简体   繁体   English

python多处理池并不总是使用所有工作者

[英]python multiprocessing Pool not always using all workers


The problem: 问题:
When sending 1000 tasks to apply_async, they run in parallel on all 48 CPUs, but then sometimes fewer and fewer CPUs run, until only one CPU left is running, and only when the last one finishes its task, then all the CPUs continue running again each with a new task. 当将1000个任务发送到apply_async时,它们在所有48个CPU上并行运行,但有时运行的CPU越来越少,直到只剩下一个CPU运行,并且只有当最后一个CPU完成其任务时,所有CPU才会继续运行每个人都有一个新任务。 It shouldn't need to wait for any "task batch" like this.. 它不应该等待像这样的任何“任务批处理”..

My (simplified) code: 我的(简化)代码:

from multiprocessing import Pool
pool = Pool(47)
tasks = [pool.apply_async(json2features, (j,)) for j in jsons]
feats = [t.get() for t in tasks]

jsons = [...] is a list of about 1000 JSONs already loaded to memory and parsed to objects. jsons = [...]是已加载到内存并解析为对象的大约1000个JSON的列表。
json2features(json) does some CPU-heavy work on a json, and returns an array of numbers. json2features(json)json2features(json)执行一些CPU繁重的工作,并返回一个数字数组。
This function may take between 1 second and 15 minutes to run, and because of this I sort the jsons using a heuristic, st hopefully the longest tasks are first in the list, and thus start first. 此功能可能需要1秒到15分钟才能运行,因此我使用启发式排序jsons,希望最长的任务首先在列表中,因此首先启动。

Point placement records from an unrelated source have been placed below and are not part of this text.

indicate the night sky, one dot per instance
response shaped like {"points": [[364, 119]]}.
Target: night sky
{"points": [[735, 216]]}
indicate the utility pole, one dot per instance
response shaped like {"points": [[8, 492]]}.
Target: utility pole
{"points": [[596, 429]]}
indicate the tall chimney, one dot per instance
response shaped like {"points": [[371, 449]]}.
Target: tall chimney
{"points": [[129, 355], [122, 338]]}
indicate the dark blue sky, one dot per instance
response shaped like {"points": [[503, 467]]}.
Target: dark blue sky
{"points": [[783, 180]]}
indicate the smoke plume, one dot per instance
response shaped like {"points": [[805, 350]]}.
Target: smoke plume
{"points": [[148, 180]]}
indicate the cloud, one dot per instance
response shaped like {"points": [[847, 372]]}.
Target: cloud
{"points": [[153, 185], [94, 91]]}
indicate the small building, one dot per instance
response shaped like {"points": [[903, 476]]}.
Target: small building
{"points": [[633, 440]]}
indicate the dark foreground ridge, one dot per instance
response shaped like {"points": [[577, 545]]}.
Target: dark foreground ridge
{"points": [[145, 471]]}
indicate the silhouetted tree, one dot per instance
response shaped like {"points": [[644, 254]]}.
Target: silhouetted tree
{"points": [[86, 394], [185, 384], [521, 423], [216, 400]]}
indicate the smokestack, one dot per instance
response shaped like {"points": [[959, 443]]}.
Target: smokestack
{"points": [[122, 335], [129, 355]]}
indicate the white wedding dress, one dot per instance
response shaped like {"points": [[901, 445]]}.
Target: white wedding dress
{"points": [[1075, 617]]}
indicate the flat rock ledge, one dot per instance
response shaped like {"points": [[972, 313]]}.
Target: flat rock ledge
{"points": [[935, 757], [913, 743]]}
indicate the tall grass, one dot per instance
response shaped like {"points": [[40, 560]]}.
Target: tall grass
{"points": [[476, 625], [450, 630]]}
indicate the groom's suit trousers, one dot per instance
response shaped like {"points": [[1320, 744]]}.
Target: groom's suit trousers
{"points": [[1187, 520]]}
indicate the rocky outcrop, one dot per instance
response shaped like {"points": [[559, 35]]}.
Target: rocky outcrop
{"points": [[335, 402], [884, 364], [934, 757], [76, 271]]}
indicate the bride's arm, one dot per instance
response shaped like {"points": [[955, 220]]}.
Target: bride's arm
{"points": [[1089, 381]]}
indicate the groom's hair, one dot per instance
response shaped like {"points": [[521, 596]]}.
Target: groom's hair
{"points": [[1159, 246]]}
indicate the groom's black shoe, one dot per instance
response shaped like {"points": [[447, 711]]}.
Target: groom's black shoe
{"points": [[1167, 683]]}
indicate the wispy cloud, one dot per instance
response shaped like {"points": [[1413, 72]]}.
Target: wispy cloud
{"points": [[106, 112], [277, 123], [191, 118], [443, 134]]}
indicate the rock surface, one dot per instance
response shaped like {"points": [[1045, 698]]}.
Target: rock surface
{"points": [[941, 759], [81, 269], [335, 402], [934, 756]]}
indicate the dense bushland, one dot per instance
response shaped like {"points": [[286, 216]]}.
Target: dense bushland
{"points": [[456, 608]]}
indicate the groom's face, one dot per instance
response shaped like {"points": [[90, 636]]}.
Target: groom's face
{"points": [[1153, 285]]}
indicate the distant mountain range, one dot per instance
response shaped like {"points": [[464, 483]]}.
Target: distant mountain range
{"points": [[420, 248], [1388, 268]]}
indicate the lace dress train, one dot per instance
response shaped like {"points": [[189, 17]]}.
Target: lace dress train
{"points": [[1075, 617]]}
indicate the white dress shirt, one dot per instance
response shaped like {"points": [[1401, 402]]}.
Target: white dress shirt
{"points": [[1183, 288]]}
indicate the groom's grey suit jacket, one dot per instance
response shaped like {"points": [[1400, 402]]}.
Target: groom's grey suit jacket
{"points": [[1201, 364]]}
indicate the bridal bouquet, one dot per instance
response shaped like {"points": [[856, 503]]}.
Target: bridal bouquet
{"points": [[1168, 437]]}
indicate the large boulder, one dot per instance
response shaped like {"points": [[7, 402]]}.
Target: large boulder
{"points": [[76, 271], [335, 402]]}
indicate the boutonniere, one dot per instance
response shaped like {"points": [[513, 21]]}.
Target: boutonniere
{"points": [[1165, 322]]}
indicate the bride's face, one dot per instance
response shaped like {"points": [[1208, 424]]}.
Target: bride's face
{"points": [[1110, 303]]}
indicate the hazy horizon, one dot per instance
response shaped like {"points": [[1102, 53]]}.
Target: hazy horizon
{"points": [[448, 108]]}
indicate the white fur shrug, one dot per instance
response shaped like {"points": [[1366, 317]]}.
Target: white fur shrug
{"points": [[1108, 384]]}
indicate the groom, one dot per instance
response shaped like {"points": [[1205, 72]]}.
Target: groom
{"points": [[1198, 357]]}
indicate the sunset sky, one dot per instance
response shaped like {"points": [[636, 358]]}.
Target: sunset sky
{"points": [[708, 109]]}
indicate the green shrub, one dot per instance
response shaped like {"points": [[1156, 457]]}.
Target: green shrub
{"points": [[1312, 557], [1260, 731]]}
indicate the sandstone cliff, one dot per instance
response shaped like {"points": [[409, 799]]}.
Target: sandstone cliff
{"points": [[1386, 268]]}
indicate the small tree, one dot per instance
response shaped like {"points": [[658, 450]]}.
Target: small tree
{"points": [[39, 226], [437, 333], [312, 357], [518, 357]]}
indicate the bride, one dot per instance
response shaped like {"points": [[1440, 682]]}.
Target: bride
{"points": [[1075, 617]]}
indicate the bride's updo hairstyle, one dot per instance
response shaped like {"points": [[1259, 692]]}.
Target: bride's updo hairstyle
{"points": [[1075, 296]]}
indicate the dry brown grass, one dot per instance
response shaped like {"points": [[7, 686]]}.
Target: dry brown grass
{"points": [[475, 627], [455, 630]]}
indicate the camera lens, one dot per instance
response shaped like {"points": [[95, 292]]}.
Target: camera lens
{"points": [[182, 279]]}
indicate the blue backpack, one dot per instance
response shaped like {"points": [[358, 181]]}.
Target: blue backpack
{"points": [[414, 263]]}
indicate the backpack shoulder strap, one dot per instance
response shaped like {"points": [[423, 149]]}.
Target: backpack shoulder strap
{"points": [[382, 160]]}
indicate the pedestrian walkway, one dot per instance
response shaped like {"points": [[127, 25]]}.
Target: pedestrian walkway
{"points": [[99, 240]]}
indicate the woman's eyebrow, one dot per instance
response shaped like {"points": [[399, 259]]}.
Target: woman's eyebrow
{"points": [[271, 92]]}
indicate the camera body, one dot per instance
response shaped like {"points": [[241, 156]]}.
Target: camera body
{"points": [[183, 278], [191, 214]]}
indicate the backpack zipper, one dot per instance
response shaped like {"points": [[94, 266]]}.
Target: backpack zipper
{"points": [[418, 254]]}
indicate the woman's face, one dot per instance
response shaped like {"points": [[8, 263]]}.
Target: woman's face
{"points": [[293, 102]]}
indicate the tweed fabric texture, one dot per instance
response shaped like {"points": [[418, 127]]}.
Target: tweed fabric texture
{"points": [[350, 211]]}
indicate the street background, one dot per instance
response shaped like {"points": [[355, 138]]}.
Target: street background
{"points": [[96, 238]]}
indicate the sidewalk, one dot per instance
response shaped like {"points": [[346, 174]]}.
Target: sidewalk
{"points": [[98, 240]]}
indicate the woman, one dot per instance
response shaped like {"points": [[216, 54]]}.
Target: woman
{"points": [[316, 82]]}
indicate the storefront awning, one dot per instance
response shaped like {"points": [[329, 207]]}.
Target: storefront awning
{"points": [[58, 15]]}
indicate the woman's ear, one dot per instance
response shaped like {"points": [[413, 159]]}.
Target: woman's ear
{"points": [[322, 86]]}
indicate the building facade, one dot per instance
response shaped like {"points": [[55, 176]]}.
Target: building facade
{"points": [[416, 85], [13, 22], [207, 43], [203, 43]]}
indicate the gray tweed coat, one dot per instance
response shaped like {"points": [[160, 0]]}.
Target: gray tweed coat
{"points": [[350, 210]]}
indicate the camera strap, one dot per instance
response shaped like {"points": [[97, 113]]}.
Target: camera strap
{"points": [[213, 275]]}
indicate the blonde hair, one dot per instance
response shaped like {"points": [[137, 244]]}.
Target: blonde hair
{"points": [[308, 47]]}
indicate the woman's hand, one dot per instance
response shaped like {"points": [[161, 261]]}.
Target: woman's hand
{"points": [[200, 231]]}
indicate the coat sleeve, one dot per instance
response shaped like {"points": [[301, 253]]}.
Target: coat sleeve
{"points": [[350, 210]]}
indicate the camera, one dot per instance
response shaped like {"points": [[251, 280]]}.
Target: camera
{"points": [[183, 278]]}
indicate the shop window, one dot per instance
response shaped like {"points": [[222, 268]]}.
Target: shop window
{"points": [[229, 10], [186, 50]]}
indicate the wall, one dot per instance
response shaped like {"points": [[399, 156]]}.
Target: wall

The json2features function also prints when a task is finished and how long it took. json2features函数还会在任务完成时以及花费的时间内打印。 It all runs on an ubuntu server with 48 cores and like I said above, it starts out great, using all 47 cores. 它全部运行在一个拥有48个核心的ubuntu服务器上,就像我上面所说的那样,使用全部47个核心,它开始很棒。 Then as the tasks get completed, fewer and fewer cores run, which at first sounds perfectly ok, where it not because after the last core is finished (when I see its print to stdout), all CPUs start running again on new tasks, meaning it wasn't really the end of the list. 然后,当任务完成时,运行的核心越来越少,这听起来完全没问题,不是因为在最后一个核心完成之后(当我看到它打印到stdout时),所有CPU都开始在新任务上再次运行,这意味着这不是真正的清单结束。 It may do the same thing again, and then again for the actual end of the list. 它可能会再次执行相同的操作,然后再次执行列表的实际结束。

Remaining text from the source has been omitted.